The financial strain families face has put basic needs at risk. More than a third of parents surveyed said they have skipped meals or had to cut back on food for their children as a result of the pandemic.
‘There’s a lot of hurt, there’s a lot of pain’
“Now more than ever, as we all know, there’s a lot of need, there’s a lot of hurt, there’s a lot of pain,” said Giannina Pérez, Gov. Gavin Newsom’s senior policy adviser for early childhood, “and we as a state have to step up and do all we can to support our families.”
While the funds for child care in this relief package are desperately needed, early childhood advocates believe that the field needs a complete overhaul. They hope this crisis will trigger a reform of the nation’s child care infrastructure involving a significant ongoing federal subsidy.

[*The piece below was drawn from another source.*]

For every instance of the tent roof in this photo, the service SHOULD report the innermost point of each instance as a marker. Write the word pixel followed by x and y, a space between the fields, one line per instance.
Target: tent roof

The bottom line, many say, is that early childhood care and education should function more like the K-12 system, with centralized funding and oversight. Advocates also call for relief measures such as the expanded child tax credit, to be made permanent.
“We need to treat early care and education like we do education for older children,” McLean said. “It should be funded as a public service, available to every child and every family who wants it, with appropriate compensation and working conditions for educators, regardless of what age children they’re teaching.”